O grito do Ipiranga aconteceu em 1822. Mas a independência do Brasil não veio de graça. Na prática, ela precisou ser comprada.
Três anos depois da separação, Portugal só aceitou reconhecer oficialmente a independência brasileira mediante um acordo que transferiu para o novo país uma pesada conta financeira. O Tratado de Paz, Amizade e Aliança, assinado em 1825, transformou a emancipação política brasileira em uma das independências mais caras da história das Américas.
O valor principal do acordo foi de 2 milhões de libras esterlinas, uma fortuna gigantesca para a época.
Mas existe um detalhe pouco conhecido: boa parte desse dinheiro não foi paga diretamente a Portugal como indenização pura e simples. O Brasil assumiu uma dívida que originalmente era portuguesa.
Em 1823, Portugal havia tomado um empréstimo de aproximadamente 1,3 milhão de libras junto aos bancos da poderosa família Rothschild, da Inglaterra. O dinheiro foi utilizado para financiar a tentativa de sufocar militarmente a independência brasileira.
Em outras palavras: Portugal pegou dinheiro emprestado para combater a independência do Brasil e, depois, o próprio Brasil foi obrigado a assumir essa dívida.
Além disso, havia diversas outras compensações financeiras:
• Indenização de 250 mil libras a Dom João VI pelas propriedades particulares que possuía em território brasileiro.
• Ressarcimento a portugueses que alegavam ter sofrido perdas patrimoniais durante a guerra da independência.
• Pagamento de despesas militares relacionadas ao conflito.
• Compensação pela esquadra portuguesa que permaneceu no Brasil após a separação.
• Custos ligados ao transporte de tropas durante o processo de independência.
O resultado foi devastador para as finanças do novo país.
O Império do Brasil surgiu praticamente sem reservas.
Quando Dom João VI retornou para Portugal em 1821, levou consigo grande parte do ouro, da prata e dos recursos disponíveis nos cofres da colônia.
Segundo autoridades da época, o Tesouro brasileiro ficou praticamente vazio.
Sem dinheiro para funcionar, o governo brasileiro passou a contrair sucessivos empréstimos externos, principalmente em Londres.
Entre 1824 e 1888 foram realizados 15 grandes empréstimos internacionais.
Muitos deles serviam para pagar dívidas anteriores, criando um ciclo permanente de endividamento.
O professor Marcelo de Paiva Abreu resume a situação: o Brasil frequentemente contraía novos empréstimos para quitar os antigos quando estes venciam.
Embora seja comum imaginar Portugal como o grande beneficiado do acordo, o país também enfrentava uma grave crise econômica.
Décadas de guerras contra a França napoleônica haviam devastado suas finanças.
Além disso, Portugal mergulhou em uma guerra civil entre liberais e absolutistas entre 1832 e 1834.
O Estado português acumulava déficits, instabilidade política e dificuldades para obter crédito internacional.
Foi nesse contexto que os pagamentos brasileiros ganharam enorme importância.
O dinheiro recebido do Brasil não foi simplesmente gasto em luxo ou festas da monarquia.
Seu principal efeito foi restaurar a credibilidade financeira de Portugal perante os mercados internacionais.
Ao ver a dívida sendo paga pelo Brasil, os credores ingleses recuperaram a confiança na capacidade portuguesa de honrar compromissos.
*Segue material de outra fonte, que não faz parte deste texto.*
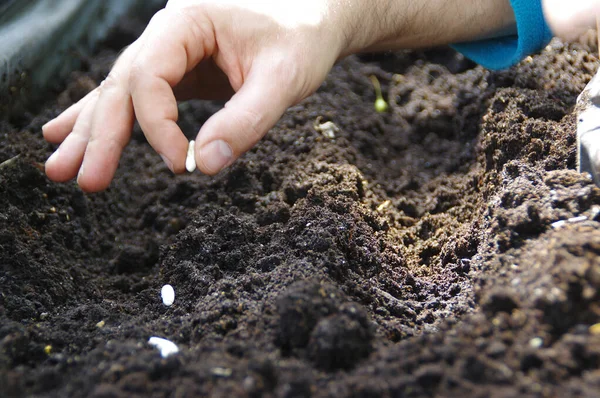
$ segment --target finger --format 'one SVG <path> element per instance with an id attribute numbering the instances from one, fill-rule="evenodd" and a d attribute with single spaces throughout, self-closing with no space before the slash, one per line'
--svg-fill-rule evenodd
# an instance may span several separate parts
<path id="1" fill-rule="evenodd" d="M 169 83 L 158 77 L 147 76 L 143 81 L 143 89 L 133 94 L 140 127 L 167 167 L 174 173 L 182 173 L 185 170 L 188 140 L 177 126 L 178 110 L 173 90 Z"/>
<path id="2" fill-rule="evenodd" d="M 127 52 L 135 51 L 133 49 L 134 47 L 135 43 L 129 47 L 126 47 L 123 50 L 123 55 L 125 55 Z M 123 56 L 119 57 L 119 60 L 121 58 L 123 58 Z M 94 97 L 99 93 L 100 90 L 102 90 L 103 84 L 104 82 L 100 83 L 100 86 L 87 93 L 85 97 L 83 97 L 78 102 L 64 110 L 56 118 L 50 120 L 48 123 L 43 125 L 42 134 L 44 135 L 46 141 L 51 142 L 53 144 L 60 144 L 73 130 L 73 126 L 75 125 L 75 121 L 77 120 L 77 117 L 79 116 L 81 110 L 85 107 L 85 105 L 88 103 L 91 97 Z"/>
<path id="3" fill-rule="evenodd" d="M 123 148 L 129 143 L 134 113 L 127 87 L 128 65 L 115 65 L 104 81 L 91 118 L 89 143 L 77 183 L 87 192 L 106 189 L 113 179 Z"/>
<path id="4" fill-rule="evenodd" d="M 97 93 L 88 98 L 79 112 L 73 131 L 46 161 L 46 175 L 51 180 L 65 182 L 77 175 L 90 137 L 90 125 L 97 98 Z"/>
<path id="5" fill-rule="evenodd" d="M 565 40 L 579 38 L 596 26 L 596 18 L 600 16 L 600 0 L 544 0 L 543 8 L 552 33 Z"/>
<path id="6" fill-rule="evenodd" d="M 68 107 L 56 118 L 50 120 L 42 126 L 42 134 L 44 139 L 52 144 L 60 144 L 73 131 L 73 126 L 77 117 L 90 101 L 90 98 L 95 97 L 97 88 L 87 93 L 85 97 L 77 101 L 75 104 Z"/>
<path id="7" fill-rule="evenodd" d="M 289 94 L 294 90 L 286 87 L 291 88 L 268 72 L 249 76 L 200 129 L 195 147 L 200 171 L 216 174 L 254 146 L 295 102 Z"/>
<path id="8" fill-rule="evenodd" d="M 109 186 L 131 137 L 135 115 L 128 76 L 144 35 L 123 51 L 98 90 L 88 126 L 89 142 L 77 176 L 77 183 L 84 191 L 97 192 Z"/>
<path id="9" fill-rule="evenodd" d="M 199 17 L 190 21 L 182 12 L 159 12 L 148 27 L 129 80 L 140 127 L 175 173 L 185 170 L 188 141 L 176 123 L 173 87 L 214 47 L 212 29 L 204 32 L 199 26 Z"/>

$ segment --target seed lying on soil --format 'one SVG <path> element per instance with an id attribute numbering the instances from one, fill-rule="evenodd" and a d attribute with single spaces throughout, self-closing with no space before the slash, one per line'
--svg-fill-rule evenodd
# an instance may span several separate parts
<path id="1" fill-rule="evenodd" d="M 175 301 L 175 289 L 171 285 L 164 285 L 160 289 L 160 296 L 162 297 L 163 304 L 170 306 Z"/>
<path id="2" fill-rule="evenodd" d="M 163 358 L 179 352 L 179 347 L 175 343 L 162 337 L 152 336 L 148 339 L 148 344 L 158 348 L 160 356 Z"/>
<path id="3" fill-rule="evenodd" d="M 194 156 L 194 145 L 196 141 L 191 140 L 188 146 L 187 157 L 185 158 L 185 168 L 190 173 L 196 170 L 196 157 Z"/>
<path id="4" fill-rule="evenodd" d="M 340 129 L 333 122 L 325 122 L 321 123 L 321 116 L 318 116 L 315 122 L 313 123 L 313 128 L 323 134 L 326 138 L 334 139 L 335 133 L 339 132 Z"/>

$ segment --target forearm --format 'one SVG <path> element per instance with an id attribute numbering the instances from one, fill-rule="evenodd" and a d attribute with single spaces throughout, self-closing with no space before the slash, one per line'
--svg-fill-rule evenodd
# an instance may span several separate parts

Isso permitiu que Portugal renegociasse suas finanças e voltasse a captar recursos no exterior.
A partir da metade do século XIX surgiu o chamado "fontismo", liderado por António Fontes Pereira de Melo.
O governo português iniciou então um amplo programa de modernização nacional.
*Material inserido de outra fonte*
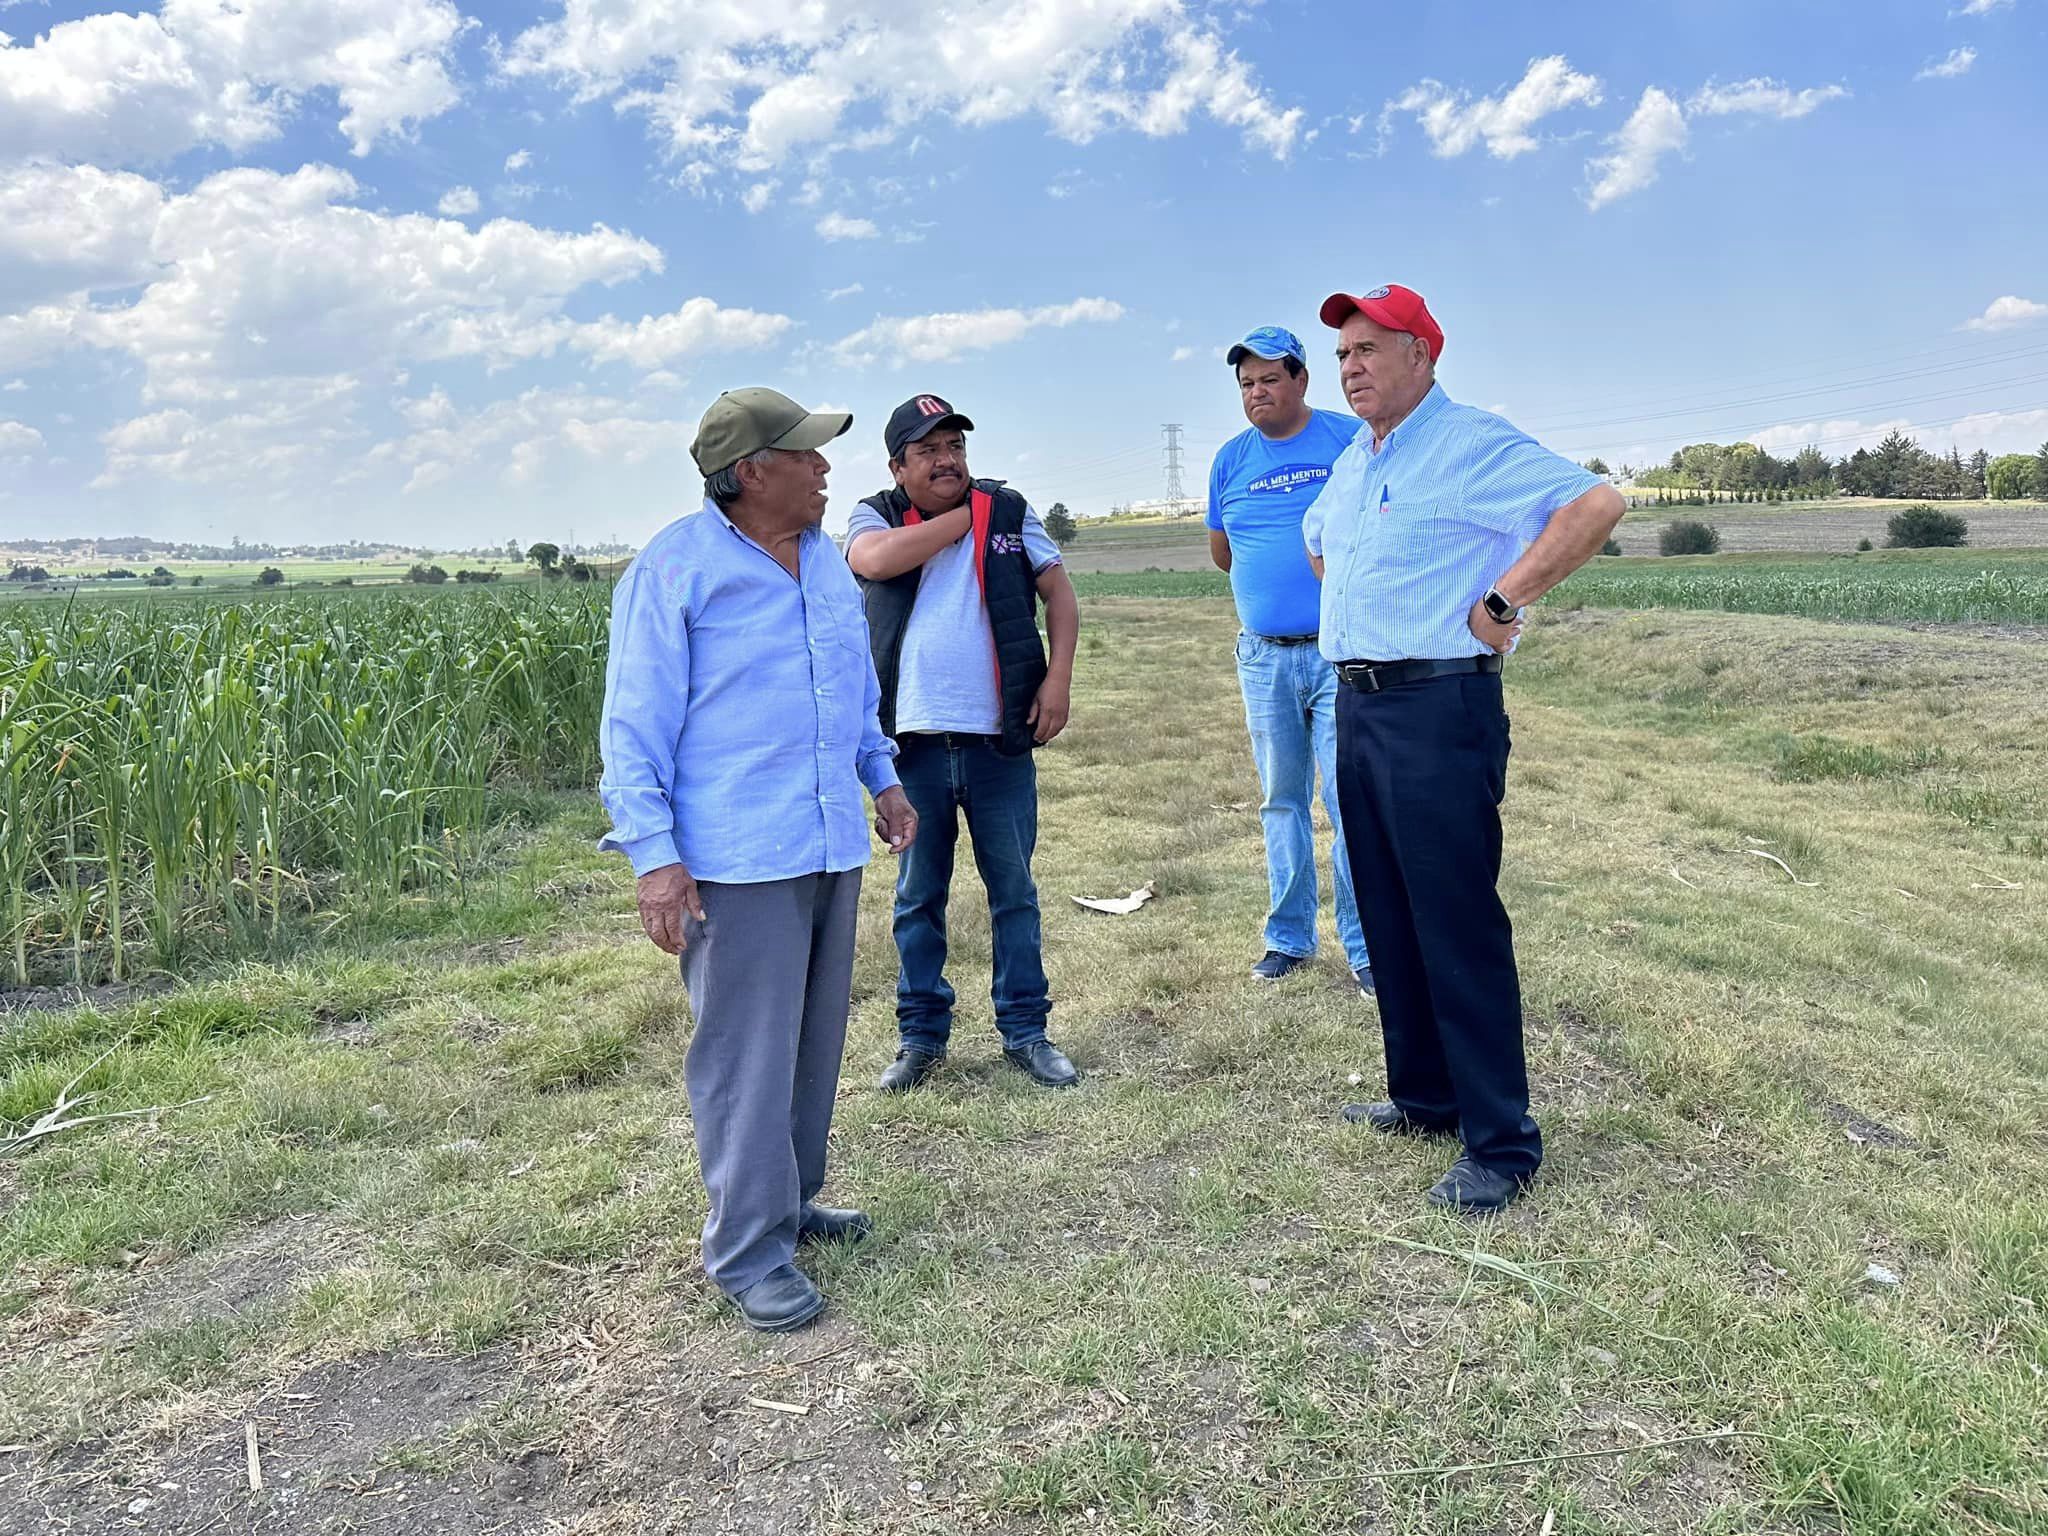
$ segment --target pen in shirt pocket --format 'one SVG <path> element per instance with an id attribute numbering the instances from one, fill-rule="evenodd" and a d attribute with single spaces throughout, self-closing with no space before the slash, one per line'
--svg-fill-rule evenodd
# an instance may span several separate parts
<path id="1" fill-rule="evenodd" d="M 1386 515 L 1387 515 L 1387 487 L 1383 485 L 1383 486 L 1381 486 L 1381 487 L 1380 487 L 1380 516 L 1381 516 L 1381 517 L 1385 517 Z"/>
Os recursos e a reorganização financeira ajudaram a financiar:
- Construção das primeiras ferrovias portuguesas.
- Expansão da malha rodoviária de cerca de 200 quilômetros para aproximadamente 10 mil quilômetros.
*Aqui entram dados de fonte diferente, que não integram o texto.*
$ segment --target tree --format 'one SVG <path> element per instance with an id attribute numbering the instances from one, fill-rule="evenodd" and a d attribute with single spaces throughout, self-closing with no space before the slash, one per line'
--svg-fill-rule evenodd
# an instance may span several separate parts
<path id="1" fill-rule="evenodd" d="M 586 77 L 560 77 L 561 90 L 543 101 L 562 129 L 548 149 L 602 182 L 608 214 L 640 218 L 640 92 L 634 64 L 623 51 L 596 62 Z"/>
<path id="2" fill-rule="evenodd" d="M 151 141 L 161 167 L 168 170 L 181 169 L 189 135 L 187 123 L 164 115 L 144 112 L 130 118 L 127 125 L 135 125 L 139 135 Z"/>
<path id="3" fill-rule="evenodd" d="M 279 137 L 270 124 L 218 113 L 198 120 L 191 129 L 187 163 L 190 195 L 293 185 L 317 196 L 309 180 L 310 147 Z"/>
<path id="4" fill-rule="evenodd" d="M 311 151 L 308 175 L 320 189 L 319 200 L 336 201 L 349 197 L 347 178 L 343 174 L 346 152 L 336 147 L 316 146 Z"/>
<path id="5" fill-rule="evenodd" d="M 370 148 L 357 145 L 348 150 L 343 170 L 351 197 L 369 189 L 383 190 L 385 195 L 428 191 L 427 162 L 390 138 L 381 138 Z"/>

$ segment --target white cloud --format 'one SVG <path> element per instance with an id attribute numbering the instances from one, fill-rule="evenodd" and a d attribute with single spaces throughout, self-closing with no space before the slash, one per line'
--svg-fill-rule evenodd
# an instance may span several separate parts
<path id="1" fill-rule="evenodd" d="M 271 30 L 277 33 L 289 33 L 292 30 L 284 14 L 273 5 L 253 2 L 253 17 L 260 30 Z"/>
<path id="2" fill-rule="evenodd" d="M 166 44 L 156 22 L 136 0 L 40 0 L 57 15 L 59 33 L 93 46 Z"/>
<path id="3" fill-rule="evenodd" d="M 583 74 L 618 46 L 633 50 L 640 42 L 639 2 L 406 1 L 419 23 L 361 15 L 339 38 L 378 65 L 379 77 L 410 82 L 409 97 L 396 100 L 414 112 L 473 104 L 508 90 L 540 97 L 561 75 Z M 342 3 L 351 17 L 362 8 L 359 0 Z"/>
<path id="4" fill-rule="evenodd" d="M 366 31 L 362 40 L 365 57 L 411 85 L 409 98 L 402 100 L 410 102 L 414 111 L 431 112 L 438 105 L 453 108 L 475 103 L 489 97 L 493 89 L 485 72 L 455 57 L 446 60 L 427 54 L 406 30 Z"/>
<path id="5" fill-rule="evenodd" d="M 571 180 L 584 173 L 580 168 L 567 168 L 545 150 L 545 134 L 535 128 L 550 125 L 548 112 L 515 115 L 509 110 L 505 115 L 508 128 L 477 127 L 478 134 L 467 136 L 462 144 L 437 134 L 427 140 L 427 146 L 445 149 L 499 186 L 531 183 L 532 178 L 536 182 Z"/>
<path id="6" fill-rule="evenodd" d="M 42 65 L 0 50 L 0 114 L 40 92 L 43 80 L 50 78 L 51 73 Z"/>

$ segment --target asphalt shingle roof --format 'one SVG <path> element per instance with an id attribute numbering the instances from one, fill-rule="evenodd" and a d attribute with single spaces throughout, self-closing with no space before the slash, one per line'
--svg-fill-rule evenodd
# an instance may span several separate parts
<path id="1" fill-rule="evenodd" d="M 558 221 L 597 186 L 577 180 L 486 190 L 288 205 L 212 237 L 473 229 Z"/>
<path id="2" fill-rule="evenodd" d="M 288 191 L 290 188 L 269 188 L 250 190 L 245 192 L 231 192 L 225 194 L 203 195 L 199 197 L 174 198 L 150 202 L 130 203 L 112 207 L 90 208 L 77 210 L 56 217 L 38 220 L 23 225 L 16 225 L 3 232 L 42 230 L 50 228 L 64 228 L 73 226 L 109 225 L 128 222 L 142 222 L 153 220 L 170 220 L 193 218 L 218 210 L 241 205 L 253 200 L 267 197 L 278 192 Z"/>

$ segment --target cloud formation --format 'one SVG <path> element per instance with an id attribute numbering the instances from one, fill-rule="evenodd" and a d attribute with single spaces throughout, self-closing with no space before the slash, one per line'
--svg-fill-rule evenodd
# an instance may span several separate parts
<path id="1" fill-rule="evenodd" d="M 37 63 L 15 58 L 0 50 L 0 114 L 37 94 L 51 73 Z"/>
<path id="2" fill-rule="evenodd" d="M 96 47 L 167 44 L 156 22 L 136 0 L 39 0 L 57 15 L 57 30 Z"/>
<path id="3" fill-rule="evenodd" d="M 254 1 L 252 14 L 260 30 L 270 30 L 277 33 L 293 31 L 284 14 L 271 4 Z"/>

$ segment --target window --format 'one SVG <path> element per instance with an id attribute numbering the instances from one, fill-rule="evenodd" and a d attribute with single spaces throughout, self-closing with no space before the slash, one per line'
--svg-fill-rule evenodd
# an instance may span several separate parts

- Modernização dos portos.
- Construção de uma rede de faróis ao longo da costa.
- Implantação do telégrafo.
- Introdução do telefone.
- Expansão das escolas públicas.
- Formação de instituições de ensino superior que existem até hoje.
Portugal não se transformou instantaneamente em uma potência econômica, mas ganhou condições para iniciar sua modernização.
A grande ironia da história é que parte da infraestrutura que ajudou a modernizar Portugal foi viabilizada graças aos recursos pagos pelo Brasil após a independência.
Enquanto Portugal utilizava esses recursos para recuperar suas finanças e investir em desenvolvimento, o Brasil passava décadas acumulando empréstimos, juros e dificuldades fiscais.
Por isso muitos historiadores afirmam que a independência política foi conquistada em 1822, mas a independência financeira demorou muito mais tempo para acontecer.
O Brasil tornou-se um país soberano no papel em 1822. Porém, continuou pagando durante décadas o preço de sua separação de Portugal.